When I was a teen a friend gave me an analogy that stuck with me. In much older computers (e.g. C64, Vic-20, etc), they'd behave "interestingly" when you mucked around with the physical circuit board or there was a fault. E.g. if something short circuited because a screw was loose in the board, or a cartridge was halfway in or a chip partially desocketed, etc. Characters would appear in random places, or the machine go through odd loops and so on. And to someone who didn't know how the machine worked, there could be a certain "magic" and a "pattern" to this. But clearly you'd be missing the point if you thought you had "enhanced" the machine this way.
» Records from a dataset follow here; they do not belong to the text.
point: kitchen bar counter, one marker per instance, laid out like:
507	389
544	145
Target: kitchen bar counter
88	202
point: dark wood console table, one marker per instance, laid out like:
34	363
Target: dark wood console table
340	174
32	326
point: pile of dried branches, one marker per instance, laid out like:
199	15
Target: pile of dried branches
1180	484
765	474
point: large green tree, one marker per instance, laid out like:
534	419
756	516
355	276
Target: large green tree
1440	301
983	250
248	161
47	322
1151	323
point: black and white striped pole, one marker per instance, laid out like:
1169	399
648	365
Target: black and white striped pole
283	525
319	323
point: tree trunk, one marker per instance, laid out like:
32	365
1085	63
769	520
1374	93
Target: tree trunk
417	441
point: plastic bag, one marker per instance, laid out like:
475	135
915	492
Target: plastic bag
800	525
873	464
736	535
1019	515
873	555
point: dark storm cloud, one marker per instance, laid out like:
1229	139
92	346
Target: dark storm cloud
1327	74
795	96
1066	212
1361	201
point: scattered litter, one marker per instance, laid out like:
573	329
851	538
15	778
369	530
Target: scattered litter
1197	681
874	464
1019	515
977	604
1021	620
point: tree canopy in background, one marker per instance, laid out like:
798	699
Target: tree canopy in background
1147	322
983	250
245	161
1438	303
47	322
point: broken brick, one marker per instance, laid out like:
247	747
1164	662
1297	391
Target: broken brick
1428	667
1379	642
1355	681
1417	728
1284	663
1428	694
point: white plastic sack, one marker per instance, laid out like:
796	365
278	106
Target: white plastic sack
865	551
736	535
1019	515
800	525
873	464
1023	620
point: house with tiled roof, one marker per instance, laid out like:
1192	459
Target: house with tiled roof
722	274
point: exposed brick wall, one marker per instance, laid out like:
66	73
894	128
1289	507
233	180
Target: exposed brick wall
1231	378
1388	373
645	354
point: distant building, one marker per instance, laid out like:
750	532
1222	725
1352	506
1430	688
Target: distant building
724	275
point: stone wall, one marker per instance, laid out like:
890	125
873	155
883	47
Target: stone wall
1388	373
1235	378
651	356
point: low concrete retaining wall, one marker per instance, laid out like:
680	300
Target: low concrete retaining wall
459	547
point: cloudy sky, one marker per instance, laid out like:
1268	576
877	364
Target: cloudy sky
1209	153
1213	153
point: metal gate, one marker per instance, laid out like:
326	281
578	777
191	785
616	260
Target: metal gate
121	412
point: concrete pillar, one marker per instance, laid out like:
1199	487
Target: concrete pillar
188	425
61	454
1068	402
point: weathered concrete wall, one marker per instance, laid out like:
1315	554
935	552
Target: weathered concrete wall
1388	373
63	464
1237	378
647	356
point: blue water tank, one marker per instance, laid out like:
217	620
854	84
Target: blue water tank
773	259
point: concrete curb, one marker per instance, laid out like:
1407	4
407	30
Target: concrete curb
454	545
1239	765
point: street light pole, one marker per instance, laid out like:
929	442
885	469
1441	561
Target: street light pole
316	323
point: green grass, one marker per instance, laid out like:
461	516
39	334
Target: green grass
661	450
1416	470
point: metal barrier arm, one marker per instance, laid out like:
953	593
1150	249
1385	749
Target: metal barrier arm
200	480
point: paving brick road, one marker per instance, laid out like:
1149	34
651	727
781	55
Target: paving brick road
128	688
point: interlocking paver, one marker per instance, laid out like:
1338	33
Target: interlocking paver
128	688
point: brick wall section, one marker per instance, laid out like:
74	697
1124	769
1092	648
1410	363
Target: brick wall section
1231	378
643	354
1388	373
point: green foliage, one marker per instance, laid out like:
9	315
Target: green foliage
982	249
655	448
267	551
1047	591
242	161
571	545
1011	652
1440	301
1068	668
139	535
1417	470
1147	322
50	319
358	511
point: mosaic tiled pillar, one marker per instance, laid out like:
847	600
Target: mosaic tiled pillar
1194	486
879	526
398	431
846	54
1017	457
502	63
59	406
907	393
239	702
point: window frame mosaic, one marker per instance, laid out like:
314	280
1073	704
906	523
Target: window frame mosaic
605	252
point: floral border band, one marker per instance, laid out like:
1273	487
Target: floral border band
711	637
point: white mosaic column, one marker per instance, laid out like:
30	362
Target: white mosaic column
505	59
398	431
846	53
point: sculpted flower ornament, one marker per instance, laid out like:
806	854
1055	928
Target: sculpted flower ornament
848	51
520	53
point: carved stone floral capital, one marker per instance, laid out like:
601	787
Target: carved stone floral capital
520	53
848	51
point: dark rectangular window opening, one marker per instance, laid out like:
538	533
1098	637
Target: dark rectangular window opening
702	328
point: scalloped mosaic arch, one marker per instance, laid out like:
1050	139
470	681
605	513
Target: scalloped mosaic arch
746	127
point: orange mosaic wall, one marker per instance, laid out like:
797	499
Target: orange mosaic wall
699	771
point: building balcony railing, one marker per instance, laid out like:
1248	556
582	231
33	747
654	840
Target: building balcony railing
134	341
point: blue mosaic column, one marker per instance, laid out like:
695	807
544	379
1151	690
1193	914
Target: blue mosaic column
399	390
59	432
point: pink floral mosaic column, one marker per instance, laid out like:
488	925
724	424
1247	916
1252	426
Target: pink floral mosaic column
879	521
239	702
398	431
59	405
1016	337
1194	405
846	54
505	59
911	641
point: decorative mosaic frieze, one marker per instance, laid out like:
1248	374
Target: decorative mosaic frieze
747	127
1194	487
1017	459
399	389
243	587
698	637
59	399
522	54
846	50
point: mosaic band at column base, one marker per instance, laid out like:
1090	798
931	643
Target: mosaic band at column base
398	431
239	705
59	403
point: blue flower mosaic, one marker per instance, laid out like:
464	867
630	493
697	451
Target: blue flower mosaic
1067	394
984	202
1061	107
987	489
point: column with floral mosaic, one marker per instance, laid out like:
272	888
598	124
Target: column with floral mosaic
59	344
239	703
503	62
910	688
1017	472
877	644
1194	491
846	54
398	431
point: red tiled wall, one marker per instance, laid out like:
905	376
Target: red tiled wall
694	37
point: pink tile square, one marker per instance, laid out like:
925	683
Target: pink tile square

LSD and psilocybin are kind of like that, but for your brain. They short circuit and alter pathways. In ways that can be entertaining but you're entirely missing the point if you try to assign a higher meaning to them.

Our brains are expert pattern-finding machines, and produce causes and reasons even when there are none. For some there may be value in the experience of altering the operation of your brain to get yourself out of a stuck pattern, I guess. But I am not sure the very random stochastic nature of the whole thing is ... medicinal.